SSL VPN load balancing
FortiGate-7000E supports load balancing SSL VPN tunnel mode sessions terminated by the FortiGate-7000E. By default SSL VPN load balancing is disabled and a flow rule is required to send all SSL VPN sessions to one FPM (usually the primary FPM).
To support SSL VPN tunnel load balancing, you must disable all flow rules that match the SSL VPN traffic to be load balanced.
For SSL VPN load balancing to work properly, the DP processor load distribution method must be changed to a setting that does not include src-port
. The following DP load distribution methods are supported for SSL VPN load balancing:
config load balance setting
set dp-load-distribution-method {to-master | src-ip | dist-ip | src-dst-ip | dis-ip-dport}
end
Then you can use the following command to enable SSL VPN load balancing:
config load-balance setting
set sslvpn-load-balance enable
end
When you enable SSL VPN load balancing, the FortiGate-7000E restarts SSL VPN processes running on the management board and the FPMs, resetting all current SSL VPN sessions. This restart will interrupt any active SSL VPN sessions.
Once the SSL VPN processes restart, the FortiGate-7000E DP2 processor distributes SSL VPN tunnel mode sessions to all of the FPMs.
To be able to distribute SSL VPN sessions to all FPMs, SSL VPN load balancing statically allocates the IP addresses in SSL VPN IP pools among the FPMs. Each FPM acquires a subset of the IP addresses in the IP pool.

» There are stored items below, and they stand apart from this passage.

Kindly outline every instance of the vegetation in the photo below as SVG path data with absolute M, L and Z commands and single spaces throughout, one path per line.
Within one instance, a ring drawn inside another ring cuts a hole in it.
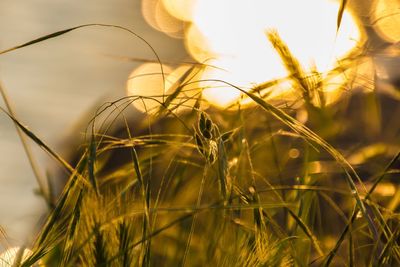
M 93 25 L 0 54 L 87 26 Z M 101 106 L 74 164 L 2 108 L 69 173 L 59 196 L 42 188 L 48 217 L 29 244 L 32 254 L 14 266 L 400 264 L 399 191 L 385 195 L 398 187 L 398 135 L 363 131 L 380 124 L 391 129 L 381 121 L 387 112 L 380 96 L 372 91 L 335 105 L 324 101 L 323 77 L 340 75 L 367 55 L 349 55 L 323 76 L 304 70 L 277 33 L 268 38 L 290 74 L 285 80 L 296 89 L 296 101 L 267 101 L 276 82 L 244 91 L 217 81 L 240 90 L 252 105 L 204 108 L 202 88 L 192 97 L 195 105 L 187 105 L 185 90 L 208 67 L 195 65 L 173 93 L 146 97 L 159 103 L 152 115 L 129 119 L 129 107 L 142 96 Z M 366 108 L 351 105 L 357 101 Z

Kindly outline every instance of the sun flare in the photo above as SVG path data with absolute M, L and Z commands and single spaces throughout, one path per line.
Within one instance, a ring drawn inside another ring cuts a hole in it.
M 179 31 L 171 26 L 176 23 L 163 25 L 166 17 L 184 22 L 180 25 L 184 25 L 183 41 L 190 56 L 218 67 L 205 69 L 200 86 L 205 88 L 203 97 L 219 107 L 238 102 L 241 94 L 216 80 L 250 90 L 289 75 L 266 37 L 269 31 L 279 33 L 307 72 L 317 70 L 322 76 L 362 38 L 355 18 L 347 10 L 337 32 L 336 1 L 143 0 L 143 7 L 145 17 L 153 14 L 150 25 L 166 34 Z M 160 9 L 163 13 L 157 11 Z M 329 86 L 330 99 L 337 98 L 332 95 L 338 94 L 343 82 L 339 80 L 336 78 L 335 88 Z M 291 90 L 288 83 L 281 83 L 271 89 L 268 97 L 291 99 L 295 94 Z

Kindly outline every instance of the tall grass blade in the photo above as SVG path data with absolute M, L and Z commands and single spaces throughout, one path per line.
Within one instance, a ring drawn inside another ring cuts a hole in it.
M 133 235 L 132 235 L 132 227 L 133 225 L 130 225 L 130 222 L 127 220 L 123 220 L 119 224 L 119 254 L 121 255 L 120 259 L 120 264 L 122 267 L 130 267 L 132 266 L 133 260 L 134 260 L 134 255 L 132 255 L 132 249 L 130 248 L 130 245 L 133 240 Z
M 47 254 L 51 247 L 57 245 L 56 242 L 54 242 L 53 244 L 52 240 L 54 241 L 54 238 L 52 237 L 52 235 L 61 234 L 62 231 L 65 230 L 62 228 L 62 225 L 60 225 L 60 220 L 64 221 L 68 220 L 68 215 L 63 214 L 63 212 L 66 209 L 65 207 L 67 206 L 70 196 L 73 194 L 78 185 L 77 183 L 78 175 L 79 173 L 83 172 L 85 166 L 86 166 L 86 157 L 82 157 L 80 162 L 78 163 L 76 171 L 69 178 L 54 210 L 51 211 L 49 217 L 47 218 L 43 226 L 42 231 L 40 232 L 38 238 L 36 239 L 32 255 L 29 256 L 26 259 L 26 261 L 23 262 L 21 267 L 29 267 L 33 265 L 35 262 L 40 260 L 45 254 Z
M 144 216 L 143 216 L 143 225 L 142 225 L 142 239 L 145 239 L 145 237 L 149 234 L 151 230 L 151 221 L 150 221 L 150 213 L 149 213 L 149 208 L 150 208 L 150 188 L 148 188 L 148 185 L 144 183 L 143 175 L 140 169 L 140 162 L 139 162 L 139 157 L 137 155 L 136 149 L 134 147 L 131 147 L 131 156 L 132 156 L 132 161 L 134 165 L 134 169 L 136 172 L 136 177 L 139 180 L 139 185 L 140 185 L 140 190 L 142 192 L 142 198 L 143 198 L 143 205 L 144 205 Z M 145 241 L 144 249 L 142 250 L 142 264 L 143 266 L 148 266 L 150 264 L 150 240 Z
M 180 222 L 182 222 L 182 221 L 185 221 L 185 220 L 191 218 L 194 214 L 196 214 L 196 212 L 197 212 L 197 211 L 194 211 L 194 212 L 188 213 L 188 214 L 186 214 L 186 215 L 183 215 L 183 216 L 181 216 L 181 217 L 179 217 L 179 218 L 177 218 L 177 219 L 175 219 L 175 220 L 173 220 L 173 221 L 167 223 L 166 225 L 164 225 L 164 226 L 158 228 L 157 230 L 154 230 L 154 231 L 151 232 L 149 235 L 147 235 L 147 236 L 143 237 L 142 239 L 140 239 L 139 241 L 137 241 L 137 242 L 131 244 L 131 245 L 129 246 L 129 249 L 134 249 L 134 248 L 137 247 L 138 245 L 143 244 L 143 243 L 146 242 L 147 240 L 149 240 L 149 239 L 151 239 L 151 238 L 153 238 L 153 237 L 159 235 L 160 233 L 164 232 L 165 230 L 167 230 L 167 229 L 169 229 L 169 228 L 175 226 L 177 223 L 180 223 Z M 117 254 L 111 256 L 110 259 L 108 260 L 108 264 L 110 264 L 111 262 L 115 261 L 115 260 L 118 259 L 119 257 L 121 257 L 121 253 L 117 253 Z
M 339 7 L 337 21 L 336 21 L 336 32 L 339 31 L 340 24 L 342 23 L 343 12 L 346 9 L 346 5 L 347 5 L 347 0 L 340 1 L 340 7 Z
M 96 220 L 96 219 L 95 219 Z M 109 260 L 108 252 L 106 249 L 107 240 L 104 237 L 104 233 L 100 229 L 100 224 L 96 221 L 94 225 L 94 266 L 96 267 L 106 267 Z
M 218 177 L 221 187 L 221 193 L 225 201 L 228 201 L 232 191 L 232 185 L 228 174 L 228 162 L 224 146 L 221 138 L 218 140 Z
M 90 183 L 93 186 L 94 191 L 97 196 L 100 196 L 99 187 L 97 185 L 97 180 L 95 176 L 95 164 L 96 164 L 96 138 L 94 134 L 91 134 L 90 145 L 88 151 L 88 175 Z
M 372 193 L 375 191 L 376 186 L 378 185 L 378 183 L 380 181 L 383 180 L 383 178 L 385 177 L 385 175 L 389 172 L 390 168 L 393 167 L 393 165 L 397 162 L 397 160 L 400 157 L 400 152 L 397 153 L 388 163 L 388 165 L 385 167 L 385 169 L 383 170 L 382 174 L 378 177 L 378 179 L 376 179 L 374 185 L 368 190 L 366 196 L 364 197 L 364 199 L 368 200 Z M 349 222 L 347 223 L 346 227 L 344 228 L 343 232 L 341 233 L 338 241 L 336 242 L 334 248 L 328 253 L 326 259 L 325 259 L 325 264 L 324 266 L 329 266 L 333 260 L 333 258 L 336 256 L 337 251 L 339 250 L 346 234 L 348 233 L 348 231 L 350 230 L 350 226 L 354 223 L 356 217 L 357 217 L 357 212 L 358 210 L 355 208 L 352 212 L 352 215 L 350 217 Z
M 1 84 L 1 82 L 0 82 L 0 94 L 1 94 L 1 96 L 3 98 L 3 101 L 4 101 L 5 105 L 6 105 L 6 108 L 7 108 L 8 112 L 10 113 L 10 115 L 12 117 L 16 118 L 14 109 L 13 109 L 11 103 L 10 103 L 9 97 L 7 96 L 6 90 L 3 87 L 3 85 Z M 46 179 L 43 177 L 43 175 L 39 171 L 38 163 L 36 162 L 36 160 L 35 160 L 35 158 L 33 156 L 33 153 L 31 151 L 31 148 L 29 147 L 25 136 L 22 134 L 21 129 L 18 127 L 18 125 L 16 123 L 14 123 L 14 125 L 15 125 L 15 128 L 17 130 L 18 136 L 19 136 L 19 138 L 21 140 L 22 146 L 23 146 L 23 148 L 25 150 L 26 156 L 28 157 L 28 160 L 29 160 L 29 163 L 31 165 L 33 174 L 35 175 L 36 181 L 37 181 L 37 183 L 39 185 L 40 192 L 43 194 L 44 199 L 46 200 L 47 204 L 49 206 L 51 206 L 53 204 L 53 199 L 52 199 L 52 195 L 51 195 L 51 192 L 50 192 L 50 190 L 51 190 L 50 186 L 49 186 L 48 183 L 46 185 L 46 183 L 45 183 Z
M 207 165 L 204 168 L 203 176 L 201 178 L 200 189 L 199 189 L 199 193 L 197 195 L 196 208 L 199 208 L 201 206 L 201 199 L 203 197 L 203 191 L 204 191 L 204 185 L 205 185 L 206 177 L 207 177 Z M 182 264 L 181 264 L 182 267 L 185 266 L 187 257 L 189 255 L 190 244 L 192 242 L 193 233 L 194 233 L 195 228 L 196 228 L 196 221 L 197 221 L 197 213 L 193 214 L 192 224 L 191 224 L 190 230 L 189 230 L 189 236 L 188 236 L 187 241 L 186 241 L 185 253 L 183 254 L 183 259 L 182 259 Z
M 183 88 L 185 87 L 185 80 L 189 77 L 189 75 L 196 69 L 196 66 L 191 66 L 187 71 L 185 71 L 179 79 L 170 87 L 169 90 L 172 91 L 170 95 L 167 96 L 163 105 L 160 107 L 161 109 L 168 108 L 172 101 L 181 93 Z M 161 111 L 161 110 L 160 110 Z
M 377 229 L 375 228 L 373 219 L 370 217 L 370 214 L 368 214 L 366 211 L 363 200 L 361 199 L 360 193 L 358 192 L 358 188 L 356 187 L 355 182 L 353 181 L 353 177 L 354 177 L 354 179 L 356 179 L 359 182 L 359 184 L 362 186 L 362 188 L 366 191 L 364 184 L 363 184 L 361 178 L 358 176 L 357 172 L 354 170 L 354 168 L 343 157 L 343 155 L 339 153 L 339 151 L 337 151 L 335 148 L 333 148 L 329 143 L 327 143 L 325 140 L 323 140 L 321 137 L 319 137 L 316 133 L 314 133 L 308 127 L 306 127 L 305 125 L 303 125 L 302 123 L 298 122 L 296 119 L 294 119 L 293 117 L 291 117 L 290 115 L 285 113 L 283 110 L 267 103 L 265 100 L 256 96 L 255 94 L 247 92 L 247 91 L 245 91 L 231 83 L 228 83 L 226 81 L 222 81 L 222 80 L 209 80 L 209 81 L 220 82 L 223 84 L 227 84 L 227 85 L 231 86 L 232 88 L 236 88 L 237 90 L 241 91 L 243 94 L 250 97 L 255 103 L 257 103 L 265 111 L 271 113 L 279 121 L 286 124 L 293 131 L 305 136 L 306 138 L 308 138 L 309 140 L 313 141 L 314 143 L 316 143 L 320 147 L 322 147 L 324 150 L 326 150 L 343 168 L 343 170 L 346 174 L 345 175 L 346 181 L 348 182 L 348 184 L 350 186 L 352 195 L 353 195 L 354 199 L 356 200 L 357 205 L 360 208 L 360 211 L 362 212 L 364 218 L 367 219 L 371 230 L 374 233 L 377 233 Z
M 32 131 L 30 131 L 26 126 L 22 125 L 16 118 L 14 118 L 11 114 L 9 114 L 5 109 L 0 107 L 0 110 L 3 111 L 33 142 L 35 142 L 38 146 L 43 148 L 47 153 L 49 153 L 56 161 L 58 161 L 61 166 L 63 166 L 69 173 L 74 173 L 75 169 L 66 162 L 60 155 L 54 152 L 48 145 L 46 145 L 39 137 L 37 137 Z M 87 183 L 85 179 L 78 173 L 77 174 L 83 183 Z
M 321 248 L 321 245 L 319 244 L 318 238 L 313 234 L 311 229 L 291 209 L 287 208 L 286 210 L 289 212 L 290 216 L 297 222 L 299 227 L 303 230 L 303 232 L 310 239 L 310 241 L 313 244 L 315 251 L 318 253 L 318 255 L 324 256 L 324 252 L 322 251 L 322 248 Z
M 267 32 L 267 37 L 274 49 L 278 52 L 283 65 L 290 74 L 290 78 L 294 82 L 294 85 L 303 93 L 303 97 L 307 103 L 311 103 L 312 100 L 312 88 L 307 82 L 305 72 L 303 67 L 297 58 L 290 52 L 289 47 L 284 43 L 284 41 L 279 36 L 276 31 Z
M 400 228 L 397 227 L 396 231 L 390 236 L 389 240 L 386 242 L 386 245 L 382 249 L 375 266 L 387 266 L 389 264 L 389 260 L 393 256 L 390 254 L 390 251 L 397 246 L 396 240 L 399 238 L 399 235 Z M 400 264 L 400 262 L 397 262 L 397 264 Z
M 64 243 L 64 248 L 62 251 L 62 258 L 60 261 L 61 266 L 67 266 L 68 261 L 73 253 L 73 245 L 75 240 L 77 239 L 77 232 L 79 229 L 79 221 L 81 219 L 81 207 L 82 207 L 82 199 L 83 199 L 84 191 L 83 189 L 80 190 L 78 199 L 75 203 L 75 207 L 72 211 L 72 216 L 70 223 L 68 223 L 68 230 L 66 234 L 66 240 Z

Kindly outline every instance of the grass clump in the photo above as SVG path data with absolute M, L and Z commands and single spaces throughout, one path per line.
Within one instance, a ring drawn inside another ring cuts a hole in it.
M 196 65 L 163 101 L 147 97 L 159 102 L 153 115 L 129 118 L 142 96 L 100 107 L 73 163 L 3 110 L 69 173 L 57 200 L 46 197 L 48 217 L 21 266 L 399 264 L 400 198 L 377 193 L 385 180 L 398 187 L 398 152 L 382 150 L 382 164 L 372 167 L 374 157 L 349 163 L 356 152 L 340 140 L 351 130 L 344 104 L 325 106 L 322 76 L 304 70 L 277 33 L 268 37 L 302 96 L 296 109 L 263 97 L 279 81 L 251 91 L 217 81 L 253 105 L 203 108 L 199 94 L 178 112 L 185 102 L 175 100 L 199 82 L 192 77 L 204 66 Z M 295 119 L 299 111 L 306 123 Z M 350 130 L 338 133 L 340 125 Z

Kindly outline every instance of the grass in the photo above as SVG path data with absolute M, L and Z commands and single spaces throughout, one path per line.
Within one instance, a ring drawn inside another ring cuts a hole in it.
M 93 26 L 134 34 L 114 25 L 82 25 L 0 54 Z M 284 80 L 298 92 L 295 103 L 265 100 L 279 80 L 248 92 L 213 80 L 241 91 L 252 106 L 204 108 L 199 88 L 196 104 L 178 112 L 192 100 L 184 93 L 199 83 L 193 77 L 208 67 L 193 65 L 162 101 L 127 96 L 101 106 L 71 162 L 10 107 L 1 108 L 69 173 L 56 199 L 39 183 L 49 213 L 35 241 L 27 244 L 32 254 L 14 266 L 399 265 L 400 198 L 378 191 L 385 185 L 398 188 L 398 136 L 380 140 L 385 149 L 361 153 L 353 166 L 348 159 L 375 145 L 357 141 L 365 140 L 365 133 L 355 127 L 375 122 L 349 120 L 354 108 L 345 100 L 325 105 L 323 76 L 305 70 L 278 33 L 267 35 L 289 73 Z M 363 57 L 349 57 L 342 67 L 356 66 Z M 339 75 L 340 69 L 329 75 Z M 367 107 L 375 105 L 363 114 L 382 109 L 368 100 L 375 94 L 359 96 Z M 159 107 L 131 121 L 130 105 L 144 99 Z M 306 124 L 295 118 L 300 111 L 308 114 Z M 343 141 L 347 138 L 353 143 Z

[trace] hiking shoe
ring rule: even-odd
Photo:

You may need to expand the number of IP addresses in your SSL VPN IP pools to make sure enough IP addresses are available for each FPM.
SSL VPN IP pool IP addresses are not re-allocated if an FPM goes down, is disabled, or is taken offline. The IP pool IP addresses assigned to the missing FPM are not available until the FPM returns to normal operation. |
No other special configuration is required to support SSL VPN tunnel mode load balancing.